If you don’t believe me, I already linked to the two previous editions in this series and here’s the column I usually cite when showing that Americans have much higher living standards than Europeans.
And if that’s not enough, here are two relevant columns from 2023 (here and here) and three more columns from 2022 (here, here, and here).
If you want fresh evidence against Europe’s redistributionist model, here’s what’s been happening with per-person economic output in the United States, the European Union, and the EU-15 (basically Western Europe).

That’s divergence rather than convergence.
Next, here’s a new chart (part of an excellent thread on Twitter/X) showing sluggish financial markets, which presumably is an indication of investor expectations for weak future growth and dismal future GDP.

If you’re not sufficiently depressed by that data, Allister Heath’s analysis in the Telegraph is grim reading.
Here are some excerpts, though the title almost tells you what you need to know.
Once the world’s richest, most advanced continent, Europe is finished… Its self-inflicted pathologies – catastrophic economic failure…and a gaping democratic deficit – have now metastasised. …Any young, ambitious European would be better off moving to America, especially anti-woke Florida or Texas. They will pay less tax. They will live better, happier, freer lives. …Their living standards will be drastically higher. …unlike in Paris, Berlin, Rome or Brussels, enough remains of its capitalist spirit, its dynamism, its entrepreneurialism, its love of science, meritocracy and technology, to see it through its current troubles. …there is no way back for a European continent that has embraced…the politics of envy, that believes that saving the planet requires shutting down successful industries and impoverishing its people, …and that won’t reform its welfare state. …Welfare states will implode, with taxes rocketing on the young to pay for healthcare and pensions for the old. …The gulf in living standards between America and Europe keeps on widening. …The continent’s high-tax, high regulation model has caused decades of under-performance.
A Wall Street Journal column by Edward Conard is similarly blunt. Here’s some of what he wrote, focusing on America’s more successful entrepreneurial climate and the dangers of soak-the-rich class warfare.
America excels relative to Europe… While Europe has created 14 companies worth more than $10 billion in the past 50 years, with about $400 billion of market value in total, Americans have created nearly 250 such companies, worth $30 trillion. …The median disposable U.S. household income, according to the OECD, is now 25% greater than the median German household and 60% greater than the median household in Italy. Europeans’ incomes would be even lower if they weren’t free-riding on American innovation, defense spending and higher drug prices… The argument that we can heavily tax the tail of the distribution of payoffs without discouraging prudent risk-taking…fails to recognize that outsize payoffs at the tail of the distribution critically drive overall expected risk-adjusted returns above break-even. …When entrepreneurs capture as little as 5% of the value they create for others, it makes little sense to encourage successful risk-takers to quit working long before they achieve outsize success.

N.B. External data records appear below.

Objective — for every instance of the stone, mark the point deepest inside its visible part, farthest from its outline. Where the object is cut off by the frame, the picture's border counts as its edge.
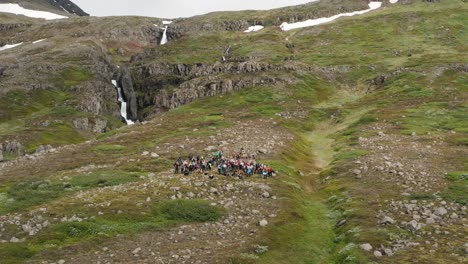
(440, 211)
(386, 220)
(414, 226)
(136, 251)
(263, 223)
(388, 252)
(210, 148)
(263, 151)
(366, 247)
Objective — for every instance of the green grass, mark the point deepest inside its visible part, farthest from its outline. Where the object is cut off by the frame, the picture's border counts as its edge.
(31, 192)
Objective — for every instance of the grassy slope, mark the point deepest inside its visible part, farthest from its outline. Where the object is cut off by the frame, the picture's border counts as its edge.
(305, 232)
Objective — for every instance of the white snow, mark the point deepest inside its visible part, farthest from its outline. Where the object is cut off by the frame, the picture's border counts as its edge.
(314, 22)
(10, 46)
(123, 105)
(18, 10)
(37, 41)
(164, 38)
(254, 28)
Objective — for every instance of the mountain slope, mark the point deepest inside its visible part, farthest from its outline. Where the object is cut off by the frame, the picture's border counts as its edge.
(364, 120)
(60, 6)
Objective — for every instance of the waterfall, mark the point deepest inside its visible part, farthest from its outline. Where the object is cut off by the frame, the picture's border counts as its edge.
(123, 104)
(164, 38)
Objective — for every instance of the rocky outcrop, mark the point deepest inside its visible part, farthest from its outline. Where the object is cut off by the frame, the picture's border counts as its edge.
(94, 125)
(198, 88)
(68, 6)
(11, 26)
(125, 81)
(201, 69)
(43, 148)
(168, 86)
(13, 147)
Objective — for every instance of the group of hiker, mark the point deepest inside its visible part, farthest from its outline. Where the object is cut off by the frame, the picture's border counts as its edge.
(238, 165)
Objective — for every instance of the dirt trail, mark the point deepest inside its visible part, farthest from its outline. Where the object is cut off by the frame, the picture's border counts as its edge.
(321, 141)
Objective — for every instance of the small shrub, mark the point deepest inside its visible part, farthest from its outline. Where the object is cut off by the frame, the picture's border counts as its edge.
(191, 211)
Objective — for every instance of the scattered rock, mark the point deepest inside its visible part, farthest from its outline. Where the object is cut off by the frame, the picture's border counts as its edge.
(136, 251)
(440, 211)
(366, 247)
(263, 223)
(263, 151)
(386, 220)
(210, 148)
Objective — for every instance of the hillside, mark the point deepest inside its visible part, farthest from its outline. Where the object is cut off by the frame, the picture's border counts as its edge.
(364, 120)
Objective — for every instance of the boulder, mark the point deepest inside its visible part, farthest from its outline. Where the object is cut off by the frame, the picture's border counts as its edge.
(440, 211)
(386, 220)
(263, 223)
(366, 247)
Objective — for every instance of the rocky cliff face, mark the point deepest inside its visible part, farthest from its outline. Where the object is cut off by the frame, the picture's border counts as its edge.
(167, 86)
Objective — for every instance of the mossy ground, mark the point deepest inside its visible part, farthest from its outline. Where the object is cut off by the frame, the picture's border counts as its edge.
(312, 183)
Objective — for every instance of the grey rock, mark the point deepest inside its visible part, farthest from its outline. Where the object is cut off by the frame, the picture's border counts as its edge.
(414, 226)
(263, 150)
(210, 148)
(388, 252)
(386, 220)
(366, 247)
(440, 211)
(136, 251)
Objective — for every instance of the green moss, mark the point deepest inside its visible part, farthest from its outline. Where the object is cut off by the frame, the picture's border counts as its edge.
(29, 193)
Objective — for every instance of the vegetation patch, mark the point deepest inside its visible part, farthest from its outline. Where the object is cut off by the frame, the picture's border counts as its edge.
(29, 193)
(457, 190)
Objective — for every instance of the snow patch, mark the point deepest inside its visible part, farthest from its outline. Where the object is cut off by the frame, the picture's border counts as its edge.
(254, 28)
(37, 41)
(123, 104)
(10, 46)
(18, 10)
(314, 22)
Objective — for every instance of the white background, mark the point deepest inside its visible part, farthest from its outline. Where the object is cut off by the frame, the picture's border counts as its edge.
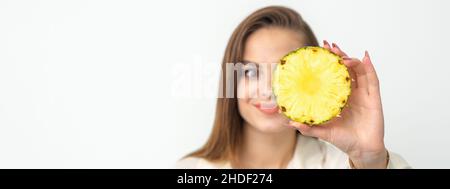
(89, 84)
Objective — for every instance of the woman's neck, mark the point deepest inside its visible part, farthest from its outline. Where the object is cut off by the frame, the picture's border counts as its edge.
(266, 150)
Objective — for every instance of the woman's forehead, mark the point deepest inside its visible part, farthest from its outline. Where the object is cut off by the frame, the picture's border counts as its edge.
(268, 45)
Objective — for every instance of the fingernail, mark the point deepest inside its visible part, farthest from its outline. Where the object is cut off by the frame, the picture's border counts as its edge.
(334, 45)
(366, 53)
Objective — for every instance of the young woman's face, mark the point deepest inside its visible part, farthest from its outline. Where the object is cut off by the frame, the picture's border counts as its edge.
(256, 103)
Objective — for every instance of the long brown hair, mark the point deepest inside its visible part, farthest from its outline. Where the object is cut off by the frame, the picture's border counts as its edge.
(226, 135)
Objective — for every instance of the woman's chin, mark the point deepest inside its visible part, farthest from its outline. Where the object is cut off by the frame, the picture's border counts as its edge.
(271, 126)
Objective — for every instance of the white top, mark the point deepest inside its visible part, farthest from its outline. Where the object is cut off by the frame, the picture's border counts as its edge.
(310, 153)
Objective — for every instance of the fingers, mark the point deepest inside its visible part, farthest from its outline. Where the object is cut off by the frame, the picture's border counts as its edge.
(313, 131)
(362, 72)
(371, 76)
(336, 50)
(326, 45)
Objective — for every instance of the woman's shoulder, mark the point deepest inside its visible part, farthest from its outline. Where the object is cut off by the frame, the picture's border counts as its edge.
(199, 163)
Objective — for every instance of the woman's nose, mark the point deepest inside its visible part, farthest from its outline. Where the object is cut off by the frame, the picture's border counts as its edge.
(265, 87)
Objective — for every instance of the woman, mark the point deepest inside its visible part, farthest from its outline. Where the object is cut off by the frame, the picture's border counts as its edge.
(248, 135)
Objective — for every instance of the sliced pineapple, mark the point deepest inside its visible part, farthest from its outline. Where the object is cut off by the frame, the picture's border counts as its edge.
(311, 85)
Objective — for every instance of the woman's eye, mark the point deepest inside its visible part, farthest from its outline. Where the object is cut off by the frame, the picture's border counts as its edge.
(250, 73)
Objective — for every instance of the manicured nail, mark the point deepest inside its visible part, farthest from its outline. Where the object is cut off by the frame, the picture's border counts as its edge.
(334, 45)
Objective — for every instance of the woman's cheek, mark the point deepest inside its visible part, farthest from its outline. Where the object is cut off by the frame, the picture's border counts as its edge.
(247, 89)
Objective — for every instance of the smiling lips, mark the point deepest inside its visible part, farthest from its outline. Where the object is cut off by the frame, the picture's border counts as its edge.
(267, 108)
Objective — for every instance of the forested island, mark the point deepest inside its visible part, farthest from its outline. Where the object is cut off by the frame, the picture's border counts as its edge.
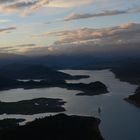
(58, 127)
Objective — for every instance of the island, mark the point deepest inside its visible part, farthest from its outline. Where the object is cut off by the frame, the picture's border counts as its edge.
(58, 127)
(131, 73)
(93, 88)
(34, 106)
(10, 123)
(135, 98)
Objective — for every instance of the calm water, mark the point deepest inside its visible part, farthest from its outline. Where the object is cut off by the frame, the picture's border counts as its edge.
(120, 120)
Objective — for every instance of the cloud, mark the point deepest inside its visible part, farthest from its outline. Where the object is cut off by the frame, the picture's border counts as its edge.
(7, 30)
(68, 3)
(75, 16)
(125, 32)
(17, 48)
(4, 20)
(25, 6)
(90, 40)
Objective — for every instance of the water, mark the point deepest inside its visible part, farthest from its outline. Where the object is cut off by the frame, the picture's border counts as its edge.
(119, 119)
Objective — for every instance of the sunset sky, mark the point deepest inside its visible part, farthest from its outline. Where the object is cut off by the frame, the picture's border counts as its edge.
(38, 27)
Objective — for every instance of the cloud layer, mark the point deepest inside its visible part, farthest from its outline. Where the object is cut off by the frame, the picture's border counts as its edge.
(75, 16)
(90, 41)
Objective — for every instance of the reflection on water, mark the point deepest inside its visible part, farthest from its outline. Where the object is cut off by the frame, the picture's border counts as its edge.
(120, 120)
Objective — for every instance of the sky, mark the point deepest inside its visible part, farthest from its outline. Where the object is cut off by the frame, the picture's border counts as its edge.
(42, 27)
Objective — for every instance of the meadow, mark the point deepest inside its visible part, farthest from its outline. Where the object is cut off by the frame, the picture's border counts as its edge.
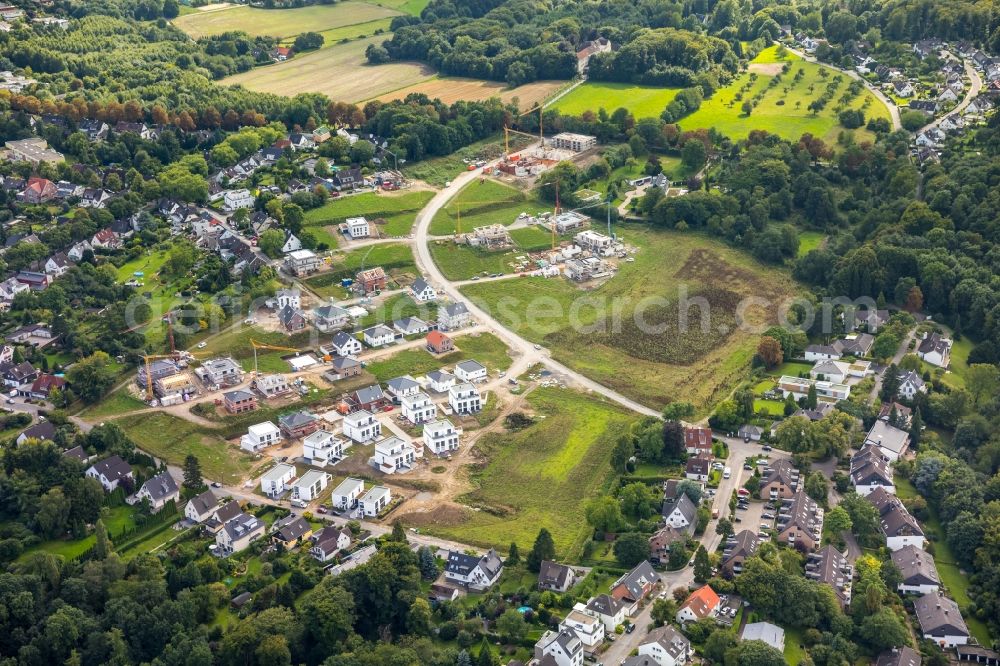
(397, 210)
(281, 23)
(339, 71)
(541, 476)
(784, 108)
(642, 101)
(653, 368)
(452, 89)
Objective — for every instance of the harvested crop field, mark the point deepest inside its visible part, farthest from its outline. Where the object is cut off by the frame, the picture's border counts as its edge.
(280, 23)
(341, 72)
(450, 90)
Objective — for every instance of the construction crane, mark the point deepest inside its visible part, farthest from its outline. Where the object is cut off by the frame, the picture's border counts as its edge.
(260, 345)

Here’s one final chart, showing how Europeans responded to the collapse of the Soviet Union.
As you can see, they got a peace dividend. Defense spending has been flat.
But domestic spending has relentlessly expanded, rising faster than the private economy.

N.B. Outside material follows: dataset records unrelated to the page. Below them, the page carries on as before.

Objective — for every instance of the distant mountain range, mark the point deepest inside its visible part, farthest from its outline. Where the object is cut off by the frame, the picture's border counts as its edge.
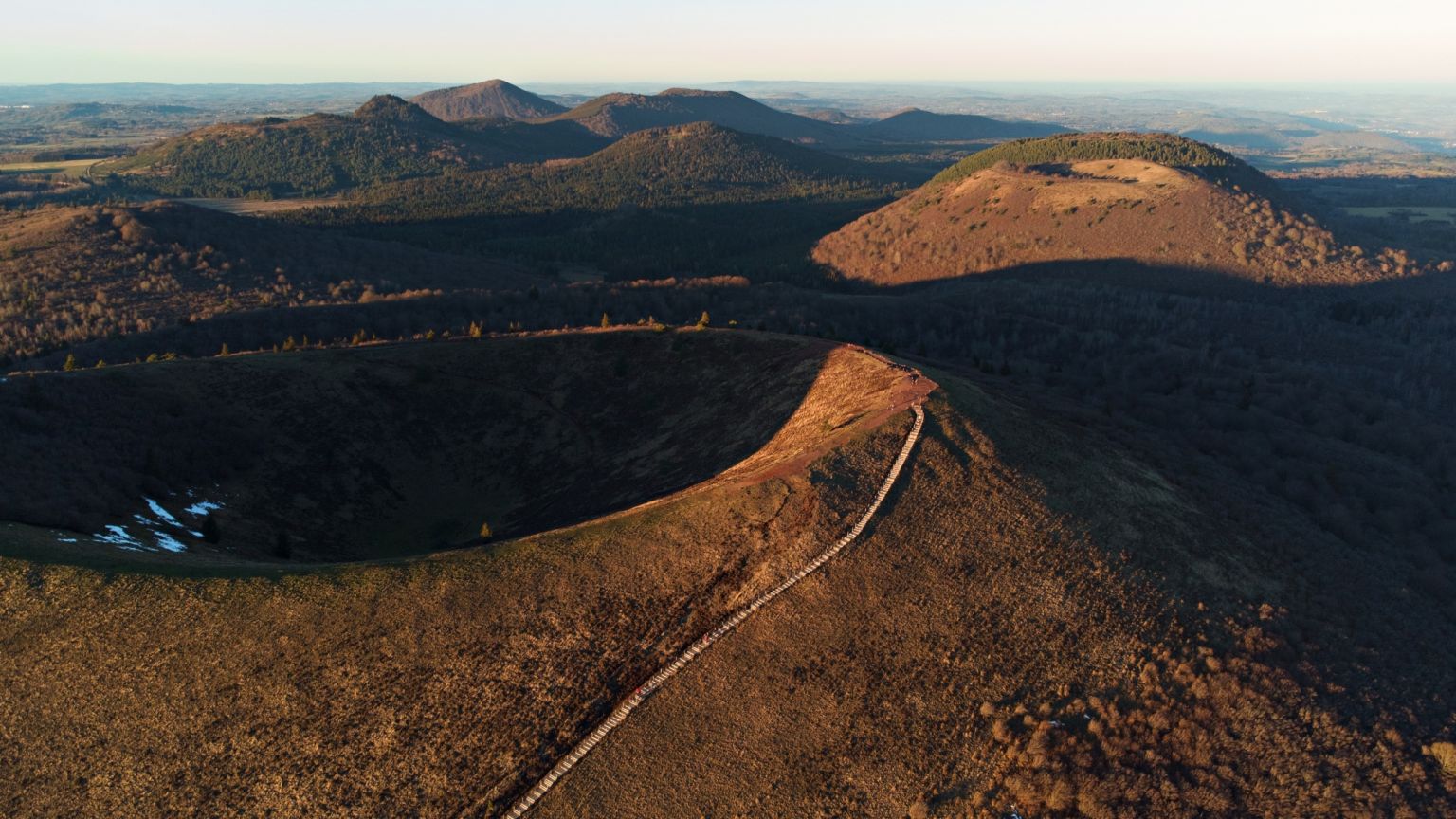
(492, 100)
(485, 125)
(385, 140)
(1066, 201)
(916, 125)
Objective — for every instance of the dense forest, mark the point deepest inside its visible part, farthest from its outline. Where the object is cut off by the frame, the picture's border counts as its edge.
(385, 140)
(692, 200)
(1162, 149)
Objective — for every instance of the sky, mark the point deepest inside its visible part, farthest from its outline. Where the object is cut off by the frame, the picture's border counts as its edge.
(1241, 43)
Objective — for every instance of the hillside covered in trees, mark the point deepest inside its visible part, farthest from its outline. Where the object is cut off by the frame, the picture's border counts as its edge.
(492, 100)
(73, 274)
(385, 140)
(1067, 200)
(668, 201)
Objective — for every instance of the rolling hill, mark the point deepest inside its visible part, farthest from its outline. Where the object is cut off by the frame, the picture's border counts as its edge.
(492, 100)
(664, 203)
(73, 274)
(621, 114)
(916, 125)
(385, 140)
(1066, 627)
(682, 165)
(1149, 200)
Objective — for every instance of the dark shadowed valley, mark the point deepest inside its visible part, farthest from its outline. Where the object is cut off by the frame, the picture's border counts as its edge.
(580, 447)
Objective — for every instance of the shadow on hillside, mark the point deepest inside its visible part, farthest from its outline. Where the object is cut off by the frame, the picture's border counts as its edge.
(1165, 279)
(766, 241)
(386, 450)
(1289, 449)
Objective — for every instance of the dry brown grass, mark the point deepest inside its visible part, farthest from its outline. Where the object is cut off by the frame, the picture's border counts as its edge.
(1034, 621)
(1005, 217)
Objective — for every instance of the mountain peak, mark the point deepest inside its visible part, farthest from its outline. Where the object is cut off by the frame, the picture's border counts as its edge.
(391, 106)
(489, 100)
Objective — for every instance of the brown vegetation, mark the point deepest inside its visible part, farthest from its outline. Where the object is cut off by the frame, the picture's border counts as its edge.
(72, 274)
(1008, 216)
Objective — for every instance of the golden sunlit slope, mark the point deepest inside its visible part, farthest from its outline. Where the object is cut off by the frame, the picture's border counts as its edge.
(1034, 623)
(393, 449)
(1038, 626)
(413, 686)
(1154, 200)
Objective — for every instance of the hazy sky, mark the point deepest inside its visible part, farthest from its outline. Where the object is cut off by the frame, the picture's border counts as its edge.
(684, 41)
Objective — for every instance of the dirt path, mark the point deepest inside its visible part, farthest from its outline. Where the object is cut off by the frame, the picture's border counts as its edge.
(700, 646)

We have the same problem in the United States. Except we had good spending restraint in the 1990s.
Every president in this century, however, has increased the burden of domestic spending. And there are plenty of politicians in Washington who want to accelerate that worrisome trend.
The lesson from today’s column is that more spending in America will make the United States more like Europe. And every shred of data shows that will mean less prosperity for the American people.